We pulled the calves off the cows between storms. The day didn’t exactly go like clockwork. When we arrived at our mountain weaning corrals, we found that the cattle had escaped their fenced pasture overnight. We had to re-gather the whole herd and stuff them back into the pasture through the muddy path they had made while escaping. The fence had to be repaired before we could begin separating. So as we worked through the herd, cows to the left, calves to the right, the truckers who had come some distance to help us, were waiting in line. I was worried that we were ruining their whole day and “will they come back next year if we made them wait so long this year?”

I needn’t have worried. What a nice bunch of guys they were. They all pitched in and helped us work the calves up the alley and into the trucks. Turns out Mark rodeoed in college with one of them. His son, Dalton, was my helper and told me all about the Texas ranch he is determined to own one day. His grandpa directed traffic and secured the latch as the last gate went down. Their three generations worked with our three generations to finish the job.

Dalton said that cattle were “in his blood.” And so it is with us I suppose.

The calves came down to the home ranch corrals for three days to complete the weaning process and then we turned them out to graze. Despite our good care, we’re getting sickness in the calves, which means riding through them daily and doctoring those that need it. The rain, though welcome, came with temperature extremes that, on top of weaning stress, may have precipitated the sickness.

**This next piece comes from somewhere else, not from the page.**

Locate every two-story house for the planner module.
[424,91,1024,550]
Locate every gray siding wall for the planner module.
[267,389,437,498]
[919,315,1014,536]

When I told Great Grandma Bonny about our travails, she sang to me: “Mamas . . . don’t let your babies grow up to be cowboys!”  I laughed and assured her that if we weren’t cowboys we’d perhaps be doing something equally as stressful. We know that owning stock means you'll lose a few now and then. We try to take what comes with equanimity and remember the oft-repeated phrase that stockmen live by: “As long as we keep it in the barnyard, we’ll be okay.”